Mussorgsky winces. “You say that name so freely. She cannot come here, and still I will not speak her name. You are brave, storyteller, though more than a bit foolhardy.”
“I’ve faced the witch more than once and survived, yet everyone in this place is terrified of her. Is she truly deserving of such awe and fear?”
“You, perhaps, can saunter around unaffected by the witch’s influence, but you are an outsider and not subject to her whims. Those of us who call the Exhibition home don’t enjoy such freedom.” He takes a hesitant step toward me, the shadows across his face briefly hiding the sadness in his eyes. “I’ve not seen it myself, obviously, but I’ve heard through various channels about the destruction left in the wake of her many encounters with you.

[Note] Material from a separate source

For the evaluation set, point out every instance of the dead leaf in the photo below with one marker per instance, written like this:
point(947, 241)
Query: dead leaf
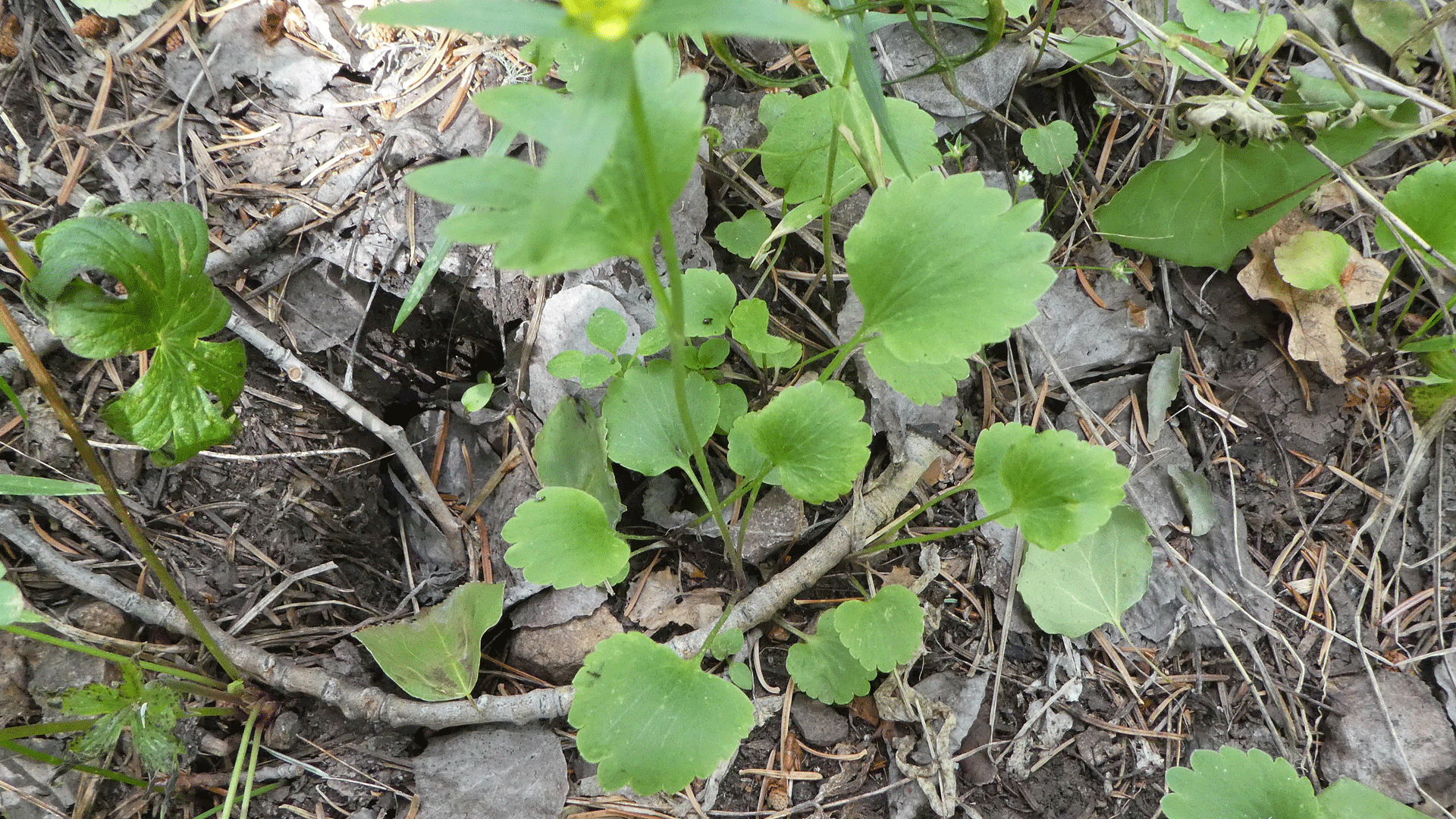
point(660, 604)
point(1315, 333)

Other than the witch’s own, do any of the pictures remain untouched?”
“The last one, I believe.” Without understanding why, I hang my head in shame. “I have yet to see The Bogatyr Gates.”
“Then all is lost.” Mussorgsky slinks past me and rests his forearm and head against one of the skulls. “As best I know, the Gates no longer exist.”
“They don’t exist?”
“There are whispers, particularly down here among the skulls, that The Bogatyr Gates once rested at the end of the hall, past The Hut on Fowl’s Legs where the witch resides. However, no one along the gallery, including me, has ever come upon the final canvas of the Exhibition.”

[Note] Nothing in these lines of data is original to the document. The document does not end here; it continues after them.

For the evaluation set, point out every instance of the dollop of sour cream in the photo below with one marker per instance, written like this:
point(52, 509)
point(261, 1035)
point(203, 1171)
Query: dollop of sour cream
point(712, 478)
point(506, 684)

“But you’re the composer.” I fix Mussorgsky with a confused stare. “Didn’t you create everything here?”
“I’m afraid I don’t follow your question.”
Magical landscapes. Odd friends. A witch all that stands in the way of going home. And the man who supposedly has all the answers as clueless everyone else.
“This must have been how Dorothy felt.”
Mussorgsky’s brow furrows. “Who is this Dorothy of whom you speak?”
I ponder how it’s possible Anthony, who has apparently seen every movie under the sun, doesn’t know what I’m talking about. Then, in a flash, it becomes clear. Mussorgsky died years before L. Frank Baum put pen to paper on his most famous work, and over half a century before the movie hit the silver screen.
If there’s one thing I’ve learned about Anthony Faircloth, it’s that the boy is a stickler for detail.
“Another time, oh great and powerful Oz.” I offer a devilish smile, taking some comfort in knowing at least one thing the composer doesn’t.
He levels an even gaze at me, his lips turning up in a slight sm
irk. “So, Scheherazade. I have explained why I hide in the Paris Catacombs, but you have not explained your own presence down here amid the darkness and skulls of the long dead.”
The answer is on my tongue in a second, though the over-arching “why” behind my actions eludes even me. “The Catacombs picture was blocked from the Exhibition proper. I figured anything the witch was so eager to keep hidden was something that needed to be brought into the light.”
Mussorgsky’s robust laugh echoes through the space. “Other than the last and only refuge of a once great composer, I’m not certain what you hope to find here.”
“Maybe nothing.” I jump as a skull falls from the wall and shatters on impact with the stone floor. “There is one thing you can answer for me, however, if you will.”
Mussorgsky strokes his beard. “And what might that be, my child?”
“This Dark Day. What happened to cause such a calamity to your Exhibition?”
The composer’s piercing stare freezes me to the spot. “Why would you care about that?”
“I wander your Exhibition for more than merely the fine art and music. I seek a boy hidden among the pictures. I’ve found evidence of him more than once since coming here, but each time it’s been no more than an echo. A shadow, if you will. I believe the circumstances of your Dark Day and his whereabouts are somehow intertwined.”
“What is this boy’s name?”
“Anthony Faircloth.”
A flicker of recognition twinkles in Mussorgsky’s eyes. “Anthony. A strong name. Derived from the Latin, I believe, as would befit this place. A name shared by generals and artists alike.”
I stare at the composer sidelong, studying his eyes. “Do you know where I might find him?”
“You already have the answer to that question.” He circles me like a curious lion, his unkempt mane and dark beard adding to the illusion. “Or at least knowledge of where you must go to find the answer.” At my baffled stare, he adds, “Tell me. Who seeks to keep you from learning what events transpired on this Anthony’s Darkest of Days?”